Moradores isolam sacos para evitar sujeira gerada por quem revira o lixo atrás de objetos para reciclagem

Prédios instalam lixeiras anticatador de rua

JOSÉ CARLOS PEGORIM
DA REDAÇÃO

"Eles abriam tudo, tudo, a calçada ficava uma sujeira", mas depois "melhorou muito, não resta dúvida". A calçada do prédio na rua Dona Veridiana, na Vila Buarque (região central de São Paulo), onde trabalha o zelador João Mazotti, 62, não dá mais problema. Há quatro anos, por idéia da então síndica, foi trocada a antiga lixeira aberta por uma com tampa e cadeado para evitar que catadores rasguem os sacos de lixo atrás de materiais recicláveis.
Os moradores cansaram de sujeira na porta de casa; os catadores querem apenas garimpar o "ouro" perdido nos sacos pretos.
As lixeiras fechadas são incomuns, mas já estão em Indianópolis, Pinheiros, Vila Buarque e Higienópolis. Normalmente são pedidas a um serralheiro ou feitas sob encomenda por fornecedores de material para condomínios. O preço varia de R$ 250 a R$ 800.
Às 17h o cadeado é colocado para impedir que as dezenas de carroceiros que cruzam a Dona Veridiana os vasculhem. Mazotti só abre a lixeira para o "catador de confiança", que não deixa sujeira.
Ali perto, na Martim Francisco, a zeladora Lindineide da Costa Figueiredo, 45, pôs a mesma lixeira fechada com grade. A sua tem até tela interna. Está há dez anos no posto, que era do marido. "A gente botava o lixo, os catadores vinham e faziam a maior bagunça."
A moradora Marlene Ferraresi, 59, acompanhou o aumento dos catadores da janela do apartamento: "Há dez anos não tinha problema", afirma.
Zeladores e moradores, catadores organizados e técnicos concordam com a associação entre aumento de catadores e desemprego.
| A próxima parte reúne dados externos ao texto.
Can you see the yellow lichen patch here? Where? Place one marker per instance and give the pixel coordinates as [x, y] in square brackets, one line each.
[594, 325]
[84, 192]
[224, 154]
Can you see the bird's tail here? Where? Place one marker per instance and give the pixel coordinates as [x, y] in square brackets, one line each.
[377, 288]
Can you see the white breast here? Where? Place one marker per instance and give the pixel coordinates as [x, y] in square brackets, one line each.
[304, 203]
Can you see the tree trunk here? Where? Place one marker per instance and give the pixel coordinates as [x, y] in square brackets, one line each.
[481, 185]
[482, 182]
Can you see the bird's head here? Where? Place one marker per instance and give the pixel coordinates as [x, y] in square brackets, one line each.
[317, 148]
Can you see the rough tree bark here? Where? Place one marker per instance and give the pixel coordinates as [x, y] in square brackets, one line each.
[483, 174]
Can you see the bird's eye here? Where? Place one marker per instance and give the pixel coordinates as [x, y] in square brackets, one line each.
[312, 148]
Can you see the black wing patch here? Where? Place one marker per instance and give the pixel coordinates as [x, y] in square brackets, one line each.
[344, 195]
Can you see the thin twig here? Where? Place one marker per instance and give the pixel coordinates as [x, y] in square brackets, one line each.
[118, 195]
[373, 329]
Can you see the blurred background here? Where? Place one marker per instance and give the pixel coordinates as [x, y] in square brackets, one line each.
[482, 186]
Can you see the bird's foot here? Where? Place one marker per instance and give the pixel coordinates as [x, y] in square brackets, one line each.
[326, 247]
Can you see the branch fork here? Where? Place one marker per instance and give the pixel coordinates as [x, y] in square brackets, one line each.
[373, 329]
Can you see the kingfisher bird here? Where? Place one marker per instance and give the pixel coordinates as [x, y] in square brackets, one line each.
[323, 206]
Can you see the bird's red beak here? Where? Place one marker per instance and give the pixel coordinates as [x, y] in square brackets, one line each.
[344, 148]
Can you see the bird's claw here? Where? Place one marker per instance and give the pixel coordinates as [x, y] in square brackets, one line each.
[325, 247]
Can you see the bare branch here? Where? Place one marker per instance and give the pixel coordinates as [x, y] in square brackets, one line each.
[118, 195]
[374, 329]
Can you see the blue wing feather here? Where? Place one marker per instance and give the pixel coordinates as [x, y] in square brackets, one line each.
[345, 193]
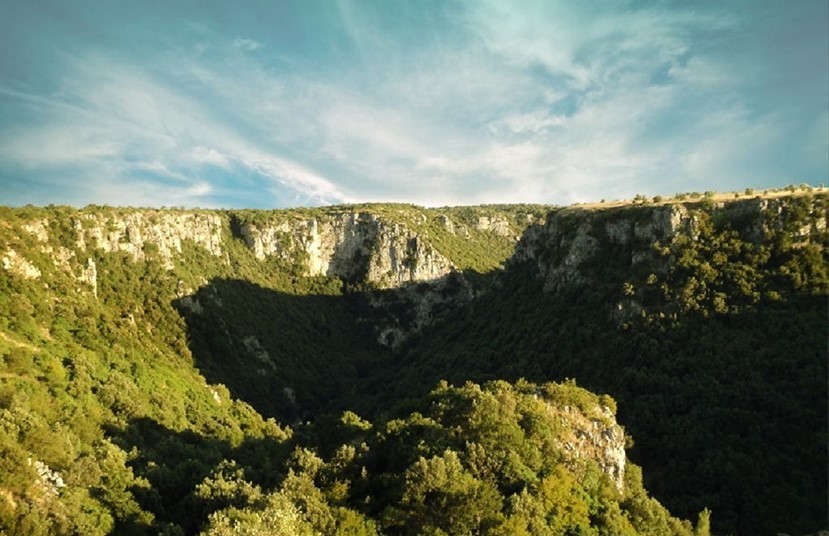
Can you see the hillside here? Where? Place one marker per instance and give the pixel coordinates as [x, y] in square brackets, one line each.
[181, 371]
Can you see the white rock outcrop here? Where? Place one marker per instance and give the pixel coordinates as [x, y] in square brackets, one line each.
[352, 246]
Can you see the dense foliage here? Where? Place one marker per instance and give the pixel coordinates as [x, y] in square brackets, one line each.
[147, 404]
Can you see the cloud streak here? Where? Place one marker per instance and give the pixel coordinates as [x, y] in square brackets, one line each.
[441, 104]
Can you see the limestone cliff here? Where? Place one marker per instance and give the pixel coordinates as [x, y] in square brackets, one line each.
[567, 245]
[352, 246]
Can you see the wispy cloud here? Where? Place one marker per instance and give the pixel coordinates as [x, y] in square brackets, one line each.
[436, 104]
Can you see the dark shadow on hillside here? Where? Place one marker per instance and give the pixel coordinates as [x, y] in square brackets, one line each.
[176, 462]
[293, 356]
[287, 355]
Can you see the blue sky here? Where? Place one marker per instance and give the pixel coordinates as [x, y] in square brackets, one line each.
[279, 104]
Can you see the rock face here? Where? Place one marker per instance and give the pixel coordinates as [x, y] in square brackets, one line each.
[593, 435]
[563, 245]
[133, 232]
[15, 264]
[351, 246]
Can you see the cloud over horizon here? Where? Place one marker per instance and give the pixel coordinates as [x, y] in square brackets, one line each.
[432, 103]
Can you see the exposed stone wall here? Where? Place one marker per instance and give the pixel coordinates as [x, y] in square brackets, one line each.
[571, 237]
[352, 246]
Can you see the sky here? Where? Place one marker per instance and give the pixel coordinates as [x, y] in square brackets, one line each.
[280, 104]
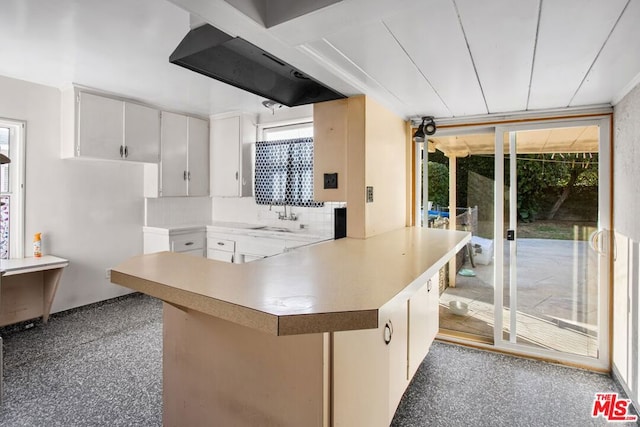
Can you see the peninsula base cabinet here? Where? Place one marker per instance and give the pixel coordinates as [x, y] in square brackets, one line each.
[348, 378]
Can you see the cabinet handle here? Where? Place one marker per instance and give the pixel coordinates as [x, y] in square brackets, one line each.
[388, 332]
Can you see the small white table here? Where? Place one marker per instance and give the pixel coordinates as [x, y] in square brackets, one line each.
[28, 286]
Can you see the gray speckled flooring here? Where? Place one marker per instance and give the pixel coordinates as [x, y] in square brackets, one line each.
[101, 365]
[460, 386]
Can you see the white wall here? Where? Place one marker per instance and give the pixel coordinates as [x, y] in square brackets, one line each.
[90, 212]
[172, 211]
[626, 202]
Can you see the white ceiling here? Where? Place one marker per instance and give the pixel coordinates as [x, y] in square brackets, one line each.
[446, 58]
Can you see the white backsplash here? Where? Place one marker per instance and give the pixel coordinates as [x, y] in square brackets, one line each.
[234, 209]
[166, 211]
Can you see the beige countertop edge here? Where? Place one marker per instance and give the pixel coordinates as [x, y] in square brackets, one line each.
[296, 324]
[419, 281]
[245, 316]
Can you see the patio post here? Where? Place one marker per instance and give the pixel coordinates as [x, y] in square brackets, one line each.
[452, 213]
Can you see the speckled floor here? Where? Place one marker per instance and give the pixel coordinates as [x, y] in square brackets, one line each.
[101, 366]
[460, 386]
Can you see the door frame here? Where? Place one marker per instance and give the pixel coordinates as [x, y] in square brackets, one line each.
[605, 217]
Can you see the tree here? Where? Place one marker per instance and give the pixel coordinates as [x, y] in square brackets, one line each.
[539, 173]
[438, 184]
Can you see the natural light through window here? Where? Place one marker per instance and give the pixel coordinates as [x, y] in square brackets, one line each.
[12, 190]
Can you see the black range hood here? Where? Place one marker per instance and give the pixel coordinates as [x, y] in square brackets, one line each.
[209, 51]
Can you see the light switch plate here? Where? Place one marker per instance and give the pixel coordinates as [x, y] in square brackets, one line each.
[330, 180]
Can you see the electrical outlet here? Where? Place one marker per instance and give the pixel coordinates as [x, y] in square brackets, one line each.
[330, 180]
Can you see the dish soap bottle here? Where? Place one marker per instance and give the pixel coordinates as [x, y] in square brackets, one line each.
[37, 245]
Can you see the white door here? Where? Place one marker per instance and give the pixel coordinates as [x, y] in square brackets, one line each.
[225, 156]
[552, 277]
[100, 127]
[174, 154]
[141, 133]
[198, 171]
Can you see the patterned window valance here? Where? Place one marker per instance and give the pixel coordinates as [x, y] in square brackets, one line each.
[284, 172]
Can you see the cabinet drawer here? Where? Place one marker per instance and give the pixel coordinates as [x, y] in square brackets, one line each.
[221, 244]
[260, 246]
[219, 255]
[187, 242]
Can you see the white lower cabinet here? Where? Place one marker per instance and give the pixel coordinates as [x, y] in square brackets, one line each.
[423, 322]
[373, 368]
[241, 248]
[369, 374]
[190, 241]
[220, 247]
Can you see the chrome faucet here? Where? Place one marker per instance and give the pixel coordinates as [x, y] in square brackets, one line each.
[283, 215]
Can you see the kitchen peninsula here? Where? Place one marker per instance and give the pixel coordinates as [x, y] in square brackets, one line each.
[327, 334]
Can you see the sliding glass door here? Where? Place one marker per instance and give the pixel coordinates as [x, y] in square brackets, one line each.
[552, 257]
[536, 197]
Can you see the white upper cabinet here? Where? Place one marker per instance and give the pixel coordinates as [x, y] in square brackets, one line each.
[198, 157]
[231, 162]
[184, 158]
[141, 133]
[101, 127]
[174, 154]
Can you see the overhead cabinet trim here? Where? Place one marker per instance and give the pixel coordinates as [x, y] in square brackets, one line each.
[96, 126]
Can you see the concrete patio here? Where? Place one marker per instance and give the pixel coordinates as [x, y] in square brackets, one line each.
[557, 297]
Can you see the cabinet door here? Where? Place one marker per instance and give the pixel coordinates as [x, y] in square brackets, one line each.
[423, 323]
[225, 156]
[198, 170]
[369, 374]
[100, 127]
[174, 154]
[141, 133]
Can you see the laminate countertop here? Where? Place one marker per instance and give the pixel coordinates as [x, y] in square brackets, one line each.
[332, 286]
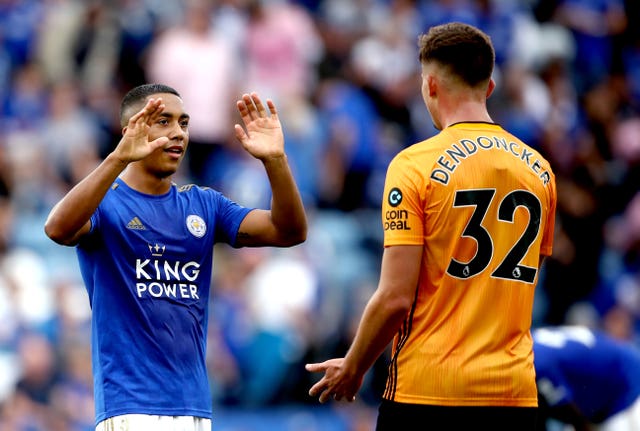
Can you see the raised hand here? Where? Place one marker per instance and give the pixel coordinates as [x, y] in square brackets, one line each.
[135, 144]
[263, 137]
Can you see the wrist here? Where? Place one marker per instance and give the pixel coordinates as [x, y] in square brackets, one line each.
[275, 160]
[116, 160]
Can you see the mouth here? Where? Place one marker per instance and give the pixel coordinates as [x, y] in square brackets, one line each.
[174, 151]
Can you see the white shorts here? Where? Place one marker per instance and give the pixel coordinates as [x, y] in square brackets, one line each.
[153, 422]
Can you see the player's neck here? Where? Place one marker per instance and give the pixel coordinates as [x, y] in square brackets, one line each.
[464, 111]
[145, 182]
Uma pesquisa que a Secretaria Municipal do Trabalho divulga hoje mostra que quase 60% deles trabalhavam antes com carteira assinada e que pouco mais da metade entrou no negócio há no máximo quatro anos.
Envolvidos nessa expansão, os zeladores dizem recear um atrito ao pedirem ordem, pois não sabem qual será a reação.
O paraibano Enoque Euclides da Silva, 39, convenceu o síndico do edifício na alameda Guaramomis (Indianópolis, zona sul) a investir, há dois meses, numa lixeira com tampa e dois cadeados. Sobre a tela interna, papelões protegem o metal mais fino da corrosão dos líquidos gerados pelo lixo, o chorume. "Agora o prédio fica limpo", avalia ele.
Ele copiou a idéia do prédio na vizinha rua Jandira. Lá, José da Costa Silva, 51, que trabalha em prédios desde 1972, bolou ele mesmo o projeto da lixeira. "No Morumbi [onde trabalhava] eu tinha problema, mas não como aqui." O bairro, plano e com muitos prédios de luxo, é vasculhado o dia inteiro por catadores com suas carroças de mão. O síndico Sérgio Tadeu Fraia, de 47 anos, empresário do ramo de distribuição de petróleo, conta que os lixeiros pararam para elogiar a lixeira fechada: "Eles adoraram porque fica tudo organizado".
Atento à nova tendência dos prédios de Indianópolis, o catador José Apolinário Ribeiro, 53, acha que "vai fechar tudo, não vai poder mais catar". Conta que nasceu e viveu no bairro, mas hoje fica na Chácara Flora -dormiria na rua naquela noite.
Nos bons dias, puxa 200 quilos de papelão, que lhe rendem R$ 12, vendidos para o Caipira, intermediário da avenida Água Espraiada. Garante ser cuidadoso, lamenta o malfeito dos outros e acredita conhecer as conseqüências para o restante da cidade: "As mulheres rasgam o lixo. Aí entope bueiro, entope tudo", afirma, referindo-se às catadoras.